Dogma (do grego = o que nos parece bom) é um instrumento de dominação; o antídoto mais frequente para eliminar controvérsias é também o mais consumido em agrupamentos que abominam diferenciações. Para arrogantes e onipotentes, o Outro – com tudo aquilo que lhe parece bom – só serve para atrapalhar e, assim, por impaciência e suposta eficácia, universaliza-se o dogmatismo e elimina-se o contraditório e a contestação.
A busca da verdade por meio do diálogo (como pretendia Sócrates) é arbitrariamente excluída. O pré+conceito é a matéria-prima essencial para a fabricação de dogmas e estes constituem a forma mais estúpida de montar maiorias paquidérmicas.
Erroneamente acreditamos que paquidermes são enormes e pesados, na realidade são bestas com pele espessa (também do grego, dermos = pele), crostas impenetráveis, pouco maleáveis. Se racionais poderiam ser classificados como dogmáticos. Incapazes de aprender e apreender.
Como dogmas não existem isolados, as limitações ao livre-pensar fabricam um sistema agregado de dogmas que se atraem e se reforçam mutuamente. Polarizações não ocorrem em esferas únicas, espalham-se pelas adjacências e assim a maioridade penal deixa a esfera jurídica e se cimenta artificialmente num contexto mais amplo – mental, moral, cultural e, sobretudo, político – onde não cabem moderações nem mediações de qualquer espécie. Ou tudo ou nada. Este atalho só pode levar a rupturas.
Ao largo
Para barrar o crescimento da violência há um razoável arsenal de alterações capazes de produzir efeitos mais imediatos e eficazes além da mudança pura e simples da idade limite para a responsabilização criminal. Não é necessário emendar a Constituição a cada momento para satisfazer premências conjunturais.
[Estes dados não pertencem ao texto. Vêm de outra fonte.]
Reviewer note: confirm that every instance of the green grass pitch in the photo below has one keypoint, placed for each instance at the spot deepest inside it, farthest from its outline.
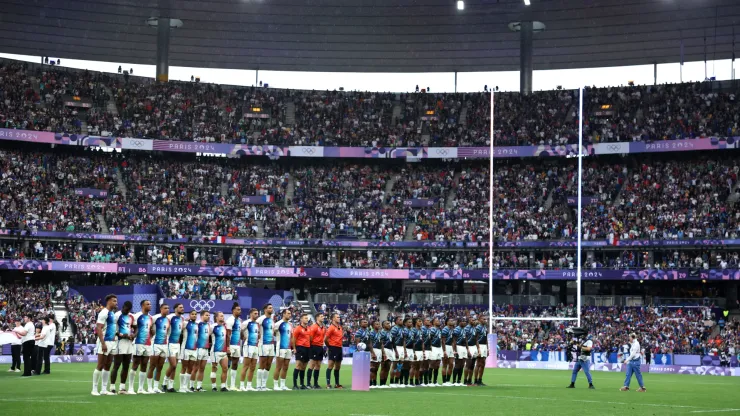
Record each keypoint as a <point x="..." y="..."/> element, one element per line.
<point x="510" y="392"/>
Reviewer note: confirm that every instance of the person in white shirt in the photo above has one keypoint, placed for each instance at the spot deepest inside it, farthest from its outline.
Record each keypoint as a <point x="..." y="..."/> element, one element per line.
<point x="27" y="343"/>
<point x="15" y="349"/>
<point x="41" y="345"/>
<point x="633" y="364"/>
<point x="51" y="337"/>
<point x="583" y="363"/>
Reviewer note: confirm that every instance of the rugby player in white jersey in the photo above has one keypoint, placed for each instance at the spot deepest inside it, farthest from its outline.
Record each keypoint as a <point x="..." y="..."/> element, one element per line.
<point x="266" y="348"/>
<point x="233" y="331"/>
<point x="188" y="355"/>
<point x="177" y="322"/>
<point x="284" y="345"/>
<point x="251" y="335"/>
<point x="125" y="347"/>
<point x="106" y="345"/>
<point x="161" y="332"/>
<point x="142" y="346"/>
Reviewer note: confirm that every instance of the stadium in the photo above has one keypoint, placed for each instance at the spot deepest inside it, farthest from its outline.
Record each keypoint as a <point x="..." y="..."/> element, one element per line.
<point x="388" y="208"/>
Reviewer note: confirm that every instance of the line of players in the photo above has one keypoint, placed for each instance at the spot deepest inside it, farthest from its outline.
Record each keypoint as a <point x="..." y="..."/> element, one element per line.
<point x="415" y="346"/>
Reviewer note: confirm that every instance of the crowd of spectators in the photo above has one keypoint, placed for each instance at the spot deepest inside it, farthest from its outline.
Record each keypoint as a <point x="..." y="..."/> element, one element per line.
<point x="32" y="98"/>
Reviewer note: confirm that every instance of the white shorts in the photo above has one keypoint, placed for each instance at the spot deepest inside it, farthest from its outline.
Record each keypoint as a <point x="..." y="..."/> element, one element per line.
<point x="125" y="347"/>
<point x="189" y="355"/>
<point x="250" y="351"/>
<point x="110" y="348"/>
<point x="483" y="351"/>
<point x="161" y="350"/>
<point x="436" y="354"/>
<point x="473" y="352"/>
<point x="400" y="355"/>
<point x="201" y="354"/>
<point x="142" y="350"/>
<point x="267" y="350"/>
<point x="462" y="352"/>
<point x="284" y="354"/>
<point x="450" y="352"/>
<point x="235" y="351"/>
<point x="173" y="350"/>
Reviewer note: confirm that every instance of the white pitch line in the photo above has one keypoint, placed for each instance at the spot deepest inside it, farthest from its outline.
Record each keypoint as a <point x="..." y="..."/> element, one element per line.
<point x="45" y="401"/>
<point x="552" y="399"/>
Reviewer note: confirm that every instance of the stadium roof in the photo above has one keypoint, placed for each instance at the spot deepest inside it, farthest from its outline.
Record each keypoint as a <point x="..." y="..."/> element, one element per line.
<point x="373" y="35"/>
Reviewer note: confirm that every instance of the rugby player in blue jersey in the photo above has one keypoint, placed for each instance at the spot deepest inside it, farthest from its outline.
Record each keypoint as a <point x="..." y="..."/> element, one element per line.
<point x="125" y="347"/>
<point x="188" y="355"/>
<point x="284" y="345"/>
<point x="221" y="348"/>
<point x="202" y="350"/>
<point x="233" y="330"/>
<point x="251" y="335"/>
<point x="106" y="345"/>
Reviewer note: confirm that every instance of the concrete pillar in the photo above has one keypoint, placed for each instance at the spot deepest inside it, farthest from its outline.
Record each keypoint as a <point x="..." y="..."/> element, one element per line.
<point x="163" y="49"/>
<point x="526" y="34"/>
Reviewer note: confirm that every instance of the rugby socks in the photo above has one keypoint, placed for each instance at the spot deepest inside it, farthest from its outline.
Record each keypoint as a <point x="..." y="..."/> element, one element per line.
<point x="96" y="379"/>
<point x="131" y="378"/>
<point x="106" y="378"/>
<point x="142" y="380"/>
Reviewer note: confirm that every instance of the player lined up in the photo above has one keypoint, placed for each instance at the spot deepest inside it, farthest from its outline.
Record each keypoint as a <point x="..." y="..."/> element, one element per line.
<point x="410" y="352"/>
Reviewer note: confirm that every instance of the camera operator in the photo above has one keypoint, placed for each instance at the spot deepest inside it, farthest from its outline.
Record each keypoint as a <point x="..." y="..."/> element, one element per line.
<point x="584" y="361"/>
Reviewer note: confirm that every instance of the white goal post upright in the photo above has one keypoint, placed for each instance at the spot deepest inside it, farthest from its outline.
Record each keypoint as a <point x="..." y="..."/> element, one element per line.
<point x="490" y="225"/>
<point x="580" y="156"/>
<point x="580" y="219"/>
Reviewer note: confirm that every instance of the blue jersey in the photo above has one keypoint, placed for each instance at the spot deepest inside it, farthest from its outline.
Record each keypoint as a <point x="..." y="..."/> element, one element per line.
<point x="124" y="322"/>
<point x="397" y="335"/>
<point x="204" y="336"/>
<point x="386" y="339"/>
<point x="267" y="334"/>
<point x="362" y="335"/>
<point x="176" y="323"/>
<point x="219" y="339"/>
<point x="143" y="329"/>
<point x="191" y="335"/>
<point x="234" y="324"/>
<point x="108" y="320"/>
<point x="459" y="334"/>
<point x="482" y="333"/>
<point x="409" y="335"/>
<point x="425" y="337"/>
<point x="435" y="337"/>
<point x="374" y="337"/>
<point x="284" y="331"/>
<point x="470" y="334"/>
<point x="161" y="329"/>
<point x="447" y="335"/>
<point x="417" y="339"/>
<point x="251" y="333"/>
O Estatuto da Criança e do Adolescente (ECA) oferece um leque de opções para tornar mais rigorosa a aplicação de sentenças contra menores infratores, sobretudo reincidentes. O Conselho Nacional de Justiça, devidamente amparado pelo STF, tem condições de influir na magistratura para coibir a sistêmica escravização de menores por organizações criminosas ou bandidos adultos.
A questão do menor infrator relaciona-se diretamente com a questão da descriminalização do aborto. São conexas, interativas. O mesmo radicalismo do “Espírito de Fla-Flu” que contamina nossa vida partidária está transbordando perigosamente para o terreno doutrinário e institucional, inviabilizando qualquer possibilidade de diálogo e interlocução. Sobretudo porque o Estado laico e secular imaginado na Carta Magna é uma abstração, fantasia rigorosamente desligada da realidade.
Nossa mídia, mais uma vez, mostra-se incapaz de mediar. Neste caso consegue tomar posições diferenciadas, mas não tem força para desfazer os dogmas, nem contornar os impasses. Ao contrário, só os agrava ao estimular as execrações.
Se pretendemos uma reforma política é preciso desfazer o nó dogmático que torna a sociedade brasileira um ser paquidérmico, duro, inerme, invulnerável às mutações, infenso ao aperfeiçoamento e à evolução. Alheio ao esclarecimento. Nessas questões fundamentais escancara-se nossa falência basilar: passamos ao largo do Iluminismo.